Margaret Crum's magnificent First Line Index of Manuscript Poetry in the Bodleian Library (Oxford, 1969) was justly welcomed as a huge step forward in this field. However, other extant First Line Indexes have remained unpublished because of the cost and difficulties of realising a printed edition (including the manuscript Index of First and Last Lines in the Department of Manuscripts of the British Library which was the original inspiration for the Crum Index).

Adam Matthew Publications now overcomes these difficulties by presenting a series of First Line Indexes on microfiche and microfilm. Reproduced exactly as they appear in the original, we now offer the First Line Index of Manuscript Poetry in the Folger Library, Washington DC.

This is an index to the First Lines of Poems written in English before 1700, as they appear in manuscripts or in manuscript additions to printed books at the Folger Shakespeare Library. Occasionally, a later copy of the poem will be included. For the purposes of this Index a poem is a text whose lines rhyme; therefore a great assortment of verse is included, among them songs, prologues and epilogues. Many poems appear in multiple copies, several of the popular ones in as many as a dozen copies. The first line seen here may not necessarily be the first line of the complete poem, but only of the extract that has appealed to some compiler. At the beginning of the Index is a group of first lines that are not even complete. Two kinds of poems are not generally included: works wholly or mostly in verse, such as plays, and the couplets that often occur at the end of scenes or speeches in blank verse. Poems and songs that are an integral part of a larger work, such as those in Sir Philip Sidney's The Contess of Pembroke's Arcadia, and in Walter Montagu's plays, are included.

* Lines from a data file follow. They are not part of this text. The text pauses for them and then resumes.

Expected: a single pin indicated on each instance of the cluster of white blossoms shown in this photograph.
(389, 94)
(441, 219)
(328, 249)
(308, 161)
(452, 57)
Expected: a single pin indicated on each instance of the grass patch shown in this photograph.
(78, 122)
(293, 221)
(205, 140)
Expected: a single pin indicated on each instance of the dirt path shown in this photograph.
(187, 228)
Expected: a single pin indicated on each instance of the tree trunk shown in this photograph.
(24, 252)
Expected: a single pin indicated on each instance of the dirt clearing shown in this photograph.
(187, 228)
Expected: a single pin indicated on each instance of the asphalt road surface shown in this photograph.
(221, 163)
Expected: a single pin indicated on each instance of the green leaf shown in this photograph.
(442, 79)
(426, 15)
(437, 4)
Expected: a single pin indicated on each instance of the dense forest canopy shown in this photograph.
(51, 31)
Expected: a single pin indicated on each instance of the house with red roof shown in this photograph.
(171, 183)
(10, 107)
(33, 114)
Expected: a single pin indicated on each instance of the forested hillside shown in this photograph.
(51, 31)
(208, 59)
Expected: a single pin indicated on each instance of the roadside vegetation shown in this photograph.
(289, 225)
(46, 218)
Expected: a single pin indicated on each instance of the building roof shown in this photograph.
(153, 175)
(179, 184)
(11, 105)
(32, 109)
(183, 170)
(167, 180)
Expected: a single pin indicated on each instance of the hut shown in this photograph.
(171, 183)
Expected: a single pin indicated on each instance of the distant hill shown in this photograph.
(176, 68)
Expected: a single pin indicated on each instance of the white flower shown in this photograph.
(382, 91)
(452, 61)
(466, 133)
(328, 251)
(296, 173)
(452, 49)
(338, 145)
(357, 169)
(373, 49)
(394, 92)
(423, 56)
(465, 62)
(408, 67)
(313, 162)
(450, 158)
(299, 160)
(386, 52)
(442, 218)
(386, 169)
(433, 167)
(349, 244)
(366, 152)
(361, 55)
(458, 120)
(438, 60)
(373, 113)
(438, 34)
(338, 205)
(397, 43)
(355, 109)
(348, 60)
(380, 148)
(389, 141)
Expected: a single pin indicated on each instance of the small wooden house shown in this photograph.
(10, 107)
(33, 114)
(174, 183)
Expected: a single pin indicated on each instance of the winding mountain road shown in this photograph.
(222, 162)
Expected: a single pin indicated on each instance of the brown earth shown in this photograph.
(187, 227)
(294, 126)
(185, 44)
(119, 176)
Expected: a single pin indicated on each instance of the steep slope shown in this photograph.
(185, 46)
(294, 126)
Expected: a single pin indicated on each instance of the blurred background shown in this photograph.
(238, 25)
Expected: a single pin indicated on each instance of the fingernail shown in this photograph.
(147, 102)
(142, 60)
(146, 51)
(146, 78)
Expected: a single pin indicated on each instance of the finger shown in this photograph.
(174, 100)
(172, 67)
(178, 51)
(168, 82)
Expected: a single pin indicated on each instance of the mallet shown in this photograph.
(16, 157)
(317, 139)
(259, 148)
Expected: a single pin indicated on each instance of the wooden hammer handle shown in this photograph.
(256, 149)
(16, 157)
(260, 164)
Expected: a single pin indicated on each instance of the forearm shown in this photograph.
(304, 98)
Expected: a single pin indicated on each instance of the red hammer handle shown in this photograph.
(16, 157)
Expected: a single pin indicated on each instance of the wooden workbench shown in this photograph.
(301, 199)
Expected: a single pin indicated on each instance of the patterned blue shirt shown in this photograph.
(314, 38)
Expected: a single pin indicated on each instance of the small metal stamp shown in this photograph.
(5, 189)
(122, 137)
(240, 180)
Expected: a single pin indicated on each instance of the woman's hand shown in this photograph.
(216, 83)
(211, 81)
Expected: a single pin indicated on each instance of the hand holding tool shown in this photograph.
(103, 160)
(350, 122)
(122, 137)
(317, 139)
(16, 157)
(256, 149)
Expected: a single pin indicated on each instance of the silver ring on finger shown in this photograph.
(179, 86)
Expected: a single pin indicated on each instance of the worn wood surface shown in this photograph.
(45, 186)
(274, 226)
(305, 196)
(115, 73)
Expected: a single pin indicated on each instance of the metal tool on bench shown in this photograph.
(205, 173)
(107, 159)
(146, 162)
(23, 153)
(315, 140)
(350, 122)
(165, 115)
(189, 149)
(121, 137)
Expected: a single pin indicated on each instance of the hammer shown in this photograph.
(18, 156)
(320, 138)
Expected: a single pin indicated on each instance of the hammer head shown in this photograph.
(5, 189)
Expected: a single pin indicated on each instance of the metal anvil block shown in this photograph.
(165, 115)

The card file has been compiled over several decades by a number of people, and this has lead to inconsistencies. The intention always has been to transcribe the spelling of the original, but this has not necessarily included capitalization and punctuation, nor, in earlier days, the distinction between 'i' and 'j', or 'u' and 'v'.

The cards have been filed as if the spelling had been modernised. As is usual with First Line Indexes, the initial articles have not been silently suppressed. A few features, however, may seem to depart from standard practice for First Line Indexes of Poems:
• 'Ye' is interpreted as 'you' or 'the' depending on the context
• 'I'lI' and 'We'll' are treated as though there were no apostrophe
• 'Mr' and 'Mrs' are read as 'Master' and 'Mistress'
• 'An' is occasionally treated as a 'a'. For example, 'an one-eyed boy' has been alphabetised as though it read 'a one-eyed boy'. When the 'e' of the definite article is dropped before a word beginning with a vowel and 'th' seemingly added as a prefix to that word, as in 'thambitious', the card is filed as though no elision had occurred; in the example cited it would be interpreted as reading 'the ambitious'.

If the name 'Crum' and a number should be visible on the card, they refer to the number assigned to that poem in Margaret Crum's First Line Index of English Poetry 1500-1800 in Manuscripts of the Bodleian Library Oxford (Oxford: At the Clarendon Press, 1969).

This is an important bibliographical tool and reference work that will be welcomed by all scholars of literature.